Una conversación no tiene tema específico. Si de verdad se conversa, enseguida el tema se deriva hacia la deriva y su resultado es siempre la perplejidad al preguntarnos de qué estábamos conversando.
Una conversación es un conglomerado de rostros, gestos, voces y silencios. Es el cuerpo el que conversa, no el conocimiento previo. Una pregunta arquea el cuerpo y una posible respuesta lo inclina hacia delante. Las palabras inesperadas sacuden, despiertan, encienden, desesperan, revuelven, sorprenden, calman.
Una conversación es lo contrario de aquel “porque lo digo yo”. El “yo” no tiene ninguna trascendencia en la conversación porque se diluye en la potencia de “nosotros”.
Una conversación tiene como límite extremo la indiferencia, el abandono, el quitar el cuerpo, el irse.
Una conversación no busca acuerdos o desacuerdos, agradar o desagradar, sino tensiones entre dos biografías que se presentan a la hora de encontrarse. Una conversación se reúne, por lo menos, a dos fragilidades.
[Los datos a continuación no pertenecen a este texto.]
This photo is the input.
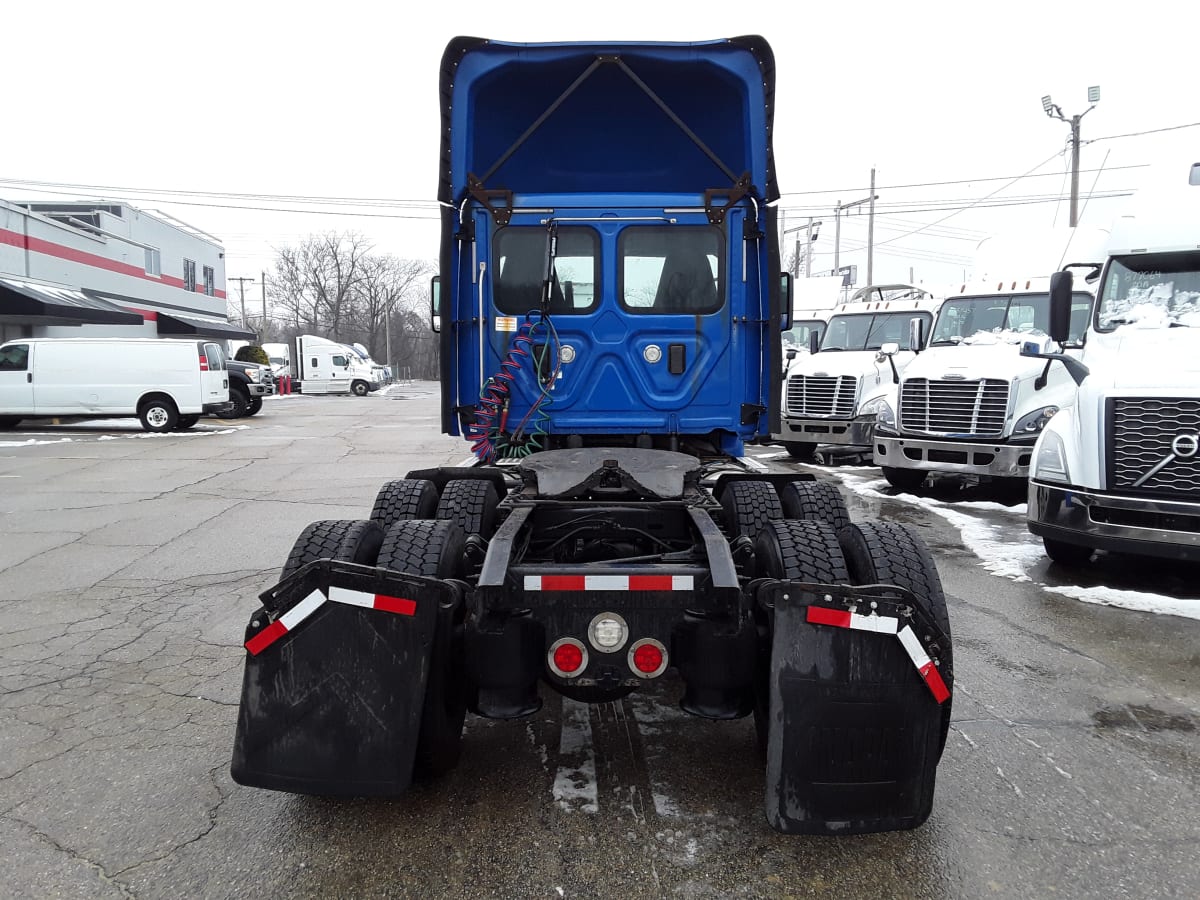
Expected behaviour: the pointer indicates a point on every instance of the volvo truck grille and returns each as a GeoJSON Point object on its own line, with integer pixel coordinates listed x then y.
{"type": "Point", "coordinates": [1155, 445]}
Solo la confesión de una mutua fragilidad –es decir: lo que no se sabe, lo que no se puede– inaugura una relación conversadora.
Una conversación es una atmósfera irrecuperable, pero de la cual sobrevive un recuerdo borroso de un texto, de una voz o su más absoluta nitidez.
Como gesto pedagógico, conversar se dirige no tanto a aquello que las cosas son, sino a aquello que hay en las cosas.
Se conversa, por ejemplo, no tanto sobre un texto sino sobre sus efectos en uno y otro, se conversa no tanto sobre un saber sino sobre sus resonancias en nosotros, se conversa no para saber sino para mantener tensas las dudas esenciales: el amor, la muerte, el destino, el amor, el tiempo.
Una conversación, al fin, abre una brecha en el tiempo; lo perfora, lo detiene, crea una pausa necesaria, es paréntesis . Y es la única materia de la que está hecha la posibilidad de ausentarse de la urgencia y de la prisa y de hacer comunidad.
Una conversación no resuelve la soledad originaria con la que venimos al mundo y nos despedimos de él, pero es su aliada incondicional. La soledad y la conversación no solo no son contradictorias, sino que se nutren mutuamente: se conversa con los demás y con uno mismo.
Una conversación no tiene que ver con el indigno ponerse en el lugar del otro. Ese es el lugar del otro. Lo que la conversación habilita es el intento de narrar ese lugar, de hacerlo más hondo, quizás más transparente. Pero seguirá siendo, siempre, el lugar del otro. La educación, como ya fue dicho, es el enclave de la conversación. Por más que hagamos de las escuelas sitios tecnificados y de mero lucro, lo que sostiene a la comunidad es la potencia de la conversación. Y viceversa.